The minor setback prevented Armstrong from riding for just less than a week and on June 15, the Olympic selection committee nominated her to represent the United States in the women’s road race along with the time trial.
Armstrong may be a favorite to repeat in the time trial race, as she’s won all eight international-caliber races she’s entered this year.
In an interview with the Idaho Press Tribune, Armstrong, who coincidently is not related to the most decorated male road cyclist in history, said the injury will not hamper her preparation for the summer games.
“I want to show people that this injury is not going to be a hindrance for me going to London – I want to show people I’m strong and ready to fight,” Armstrong said. “… Nine weeks, with the fitness I have, it’s nothing.”
Armstrong was poised to win the race that she crashed out of, and as the favorite, she had set herself up to finish the time trial in less than four minutes.
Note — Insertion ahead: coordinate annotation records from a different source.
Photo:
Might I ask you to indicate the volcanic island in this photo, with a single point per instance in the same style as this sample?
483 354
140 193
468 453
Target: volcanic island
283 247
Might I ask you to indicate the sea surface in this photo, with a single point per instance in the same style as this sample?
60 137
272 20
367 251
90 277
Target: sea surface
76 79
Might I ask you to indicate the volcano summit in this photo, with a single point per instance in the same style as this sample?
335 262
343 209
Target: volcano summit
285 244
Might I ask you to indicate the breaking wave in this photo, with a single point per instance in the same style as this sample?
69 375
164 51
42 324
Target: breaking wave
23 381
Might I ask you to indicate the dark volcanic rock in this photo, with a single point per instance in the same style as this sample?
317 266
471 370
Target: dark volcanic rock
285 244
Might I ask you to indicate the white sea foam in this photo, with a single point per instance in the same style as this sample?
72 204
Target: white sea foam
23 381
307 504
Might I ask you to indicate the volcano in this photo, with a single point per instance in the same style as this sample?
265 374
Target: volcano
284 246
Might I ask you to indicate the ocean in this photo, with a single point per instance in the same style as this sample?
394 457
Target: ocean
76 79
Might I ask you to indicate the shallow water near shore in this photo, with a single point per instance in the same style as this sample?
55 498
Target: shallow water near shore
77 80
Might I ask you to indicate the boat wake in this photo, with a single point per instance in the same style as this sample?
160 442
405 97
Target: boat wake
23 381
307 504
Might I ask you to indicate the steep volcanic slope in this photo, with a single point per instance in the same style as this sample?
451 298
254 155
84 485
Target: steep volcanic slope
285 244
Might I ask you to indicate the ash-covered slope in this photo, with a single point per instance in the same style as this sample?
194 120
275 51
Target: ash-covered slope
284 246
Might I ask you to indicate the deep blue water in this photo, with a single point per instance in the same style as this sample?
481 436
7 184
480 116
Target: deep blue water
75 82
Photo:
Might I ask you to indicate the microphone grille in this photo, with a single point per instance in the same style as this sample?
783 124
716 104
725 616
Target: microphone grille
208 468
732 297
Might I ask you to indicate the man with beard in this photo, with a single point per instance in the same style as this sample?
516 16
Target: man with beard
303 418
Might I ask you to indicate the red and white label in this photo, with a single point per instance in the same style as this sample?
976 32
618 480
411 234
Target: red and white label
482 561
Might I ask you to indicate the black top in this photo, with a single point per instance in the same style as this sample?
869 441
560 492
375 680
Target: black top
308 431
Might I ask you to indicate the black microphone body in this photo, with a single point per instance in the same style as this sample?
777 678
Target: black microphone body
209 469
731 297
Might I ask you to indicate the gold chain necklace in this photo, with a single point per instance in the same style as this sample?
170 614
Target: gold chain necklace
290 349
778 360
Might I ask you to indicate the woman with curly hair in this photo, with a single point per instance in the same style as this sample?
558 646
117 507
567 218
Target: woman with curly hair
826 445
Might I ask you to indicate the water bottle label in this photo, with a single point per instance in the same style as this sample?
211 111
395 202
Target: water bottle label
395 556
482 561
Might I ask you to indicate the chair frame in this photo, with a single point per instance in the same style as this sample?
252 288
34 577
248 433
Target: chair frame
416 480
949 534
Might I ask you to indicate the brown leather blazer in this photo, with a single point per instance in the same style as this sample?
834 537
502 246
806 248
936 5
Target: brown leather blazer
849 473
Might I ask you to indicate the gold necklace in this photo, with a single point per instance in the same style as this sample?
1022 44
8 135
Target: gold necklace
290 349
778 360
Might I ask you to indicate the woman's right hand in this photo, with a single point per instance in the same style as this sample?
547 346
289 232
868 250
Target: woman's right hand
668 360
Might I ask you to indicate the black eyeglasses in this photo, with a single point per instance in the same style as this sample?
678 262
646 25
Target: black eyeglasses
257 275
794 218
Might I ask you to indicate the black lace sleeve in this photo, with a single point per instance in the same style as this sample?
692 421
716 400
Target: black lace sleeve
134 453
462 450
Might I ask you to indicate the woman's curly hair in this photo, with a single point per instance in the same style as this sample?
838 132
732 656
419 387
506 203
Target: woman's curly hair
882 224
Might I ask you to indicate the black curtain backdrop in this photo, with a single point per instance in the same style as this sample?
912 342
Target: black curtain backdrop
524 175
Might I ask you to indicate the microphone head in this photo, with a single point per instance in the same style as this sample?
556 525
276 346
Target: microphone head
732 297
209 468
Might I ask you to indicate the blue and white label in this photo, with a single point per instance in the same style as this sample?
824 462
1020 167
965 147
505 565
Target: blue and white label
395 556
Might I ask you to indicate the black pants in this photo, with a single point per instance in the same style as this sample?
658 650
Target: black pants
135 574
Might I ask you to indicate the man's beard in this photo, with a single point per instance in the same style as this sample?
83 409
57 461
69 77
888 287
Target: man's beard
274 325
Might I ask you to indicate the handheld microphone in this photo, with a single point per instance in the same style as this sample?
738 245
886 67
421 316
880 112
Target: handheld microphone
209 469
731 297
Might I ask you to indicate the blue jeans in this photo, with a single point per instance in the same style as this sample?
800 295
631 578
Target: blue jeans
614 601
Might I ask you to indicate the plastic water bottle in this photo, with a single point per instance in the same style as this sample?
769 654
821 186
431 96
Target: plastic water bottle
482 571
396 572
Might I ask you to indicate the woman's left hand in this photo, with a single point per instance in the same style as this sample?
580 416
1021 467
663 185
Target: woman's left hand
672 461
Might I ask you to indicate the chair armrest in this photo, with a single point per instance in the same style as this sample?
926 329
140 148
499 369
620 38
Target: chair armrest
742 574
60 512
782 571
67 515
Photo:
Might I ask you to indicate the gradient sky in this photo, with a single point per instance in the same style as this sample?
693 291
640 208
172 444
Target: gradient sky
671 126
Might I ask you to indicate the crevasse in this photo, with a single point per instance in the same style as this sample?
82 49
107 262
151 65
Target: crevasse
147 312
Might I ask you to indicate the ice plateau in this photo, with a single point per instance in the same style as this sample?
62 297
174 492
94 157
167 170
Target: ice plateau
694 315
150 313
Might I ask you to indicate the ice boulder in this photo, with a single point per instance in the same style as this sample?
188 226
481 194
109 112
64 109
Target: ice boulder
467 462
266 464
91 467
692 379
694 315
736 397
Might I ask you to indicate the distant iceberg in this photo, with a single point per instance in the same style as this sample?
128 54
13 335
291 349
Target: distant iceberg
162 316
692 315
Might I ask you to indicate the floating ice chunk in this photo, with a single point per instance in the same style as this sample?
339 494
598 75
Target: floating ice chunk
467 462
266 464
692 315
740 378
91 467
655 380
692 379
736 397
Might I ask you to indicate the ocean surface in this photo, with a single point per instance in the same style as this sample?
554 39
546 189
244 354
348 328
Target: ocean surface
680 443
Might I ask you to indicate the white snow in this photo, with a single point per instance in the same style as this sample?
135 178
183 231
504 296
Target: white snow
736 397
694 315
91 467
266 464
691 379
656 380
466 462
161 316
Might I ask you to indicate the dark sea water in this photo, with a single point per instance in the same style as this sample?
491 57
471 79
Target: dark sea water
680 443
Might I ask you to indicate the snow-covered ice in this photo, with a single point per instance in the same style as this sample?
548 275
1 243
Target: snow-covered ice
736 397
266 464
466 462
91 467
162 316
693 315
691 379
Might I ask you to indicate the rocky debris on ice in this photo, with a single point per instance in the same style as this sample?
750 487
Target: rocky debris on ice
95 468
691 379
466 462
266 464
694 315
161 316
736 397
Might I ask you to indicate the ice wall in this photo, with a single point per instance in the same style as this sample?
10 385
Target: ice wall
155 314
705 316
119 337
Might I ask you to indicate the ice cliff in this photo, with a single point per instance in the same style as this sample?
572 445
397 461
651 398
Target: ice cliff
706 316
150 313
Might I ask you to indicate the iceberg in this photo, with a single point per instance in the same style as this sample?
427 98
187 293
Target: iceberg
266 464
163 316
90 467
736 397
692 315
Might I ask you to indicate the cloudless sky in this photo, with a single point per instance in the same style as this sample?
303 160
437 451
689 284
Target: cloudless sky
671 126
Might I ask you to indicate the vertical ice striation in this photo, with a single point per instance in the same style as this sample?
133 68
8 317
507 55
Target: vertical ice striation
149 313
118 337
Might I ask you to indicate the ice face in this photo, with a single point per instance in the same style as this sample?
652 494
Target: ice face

Her teammate, Theresa Cliff-Ryan, won the race with a time of 4:09.64.
By making a crowd appearance a day following the injury, Armstrong was on a mission to prove something to the selection committee that eventually made her a part of the Olympic team.
“I did want to show USA Cycling, I wanted to show my competitors, and if the selection committee was watching, I wanted to show them,” Armstrong told the Associated Press. “It might take me out for a few days, but it’s not going to keep me down.”
Whether it was her message to the committee, her previous success on the Olympic stage or her time trial dominance in 2012, Armstrong was worthy of her hard-earned spot and she’ll be wearing the red, white and blue of the USA in about a month’s time, seeking Olympic gold once again.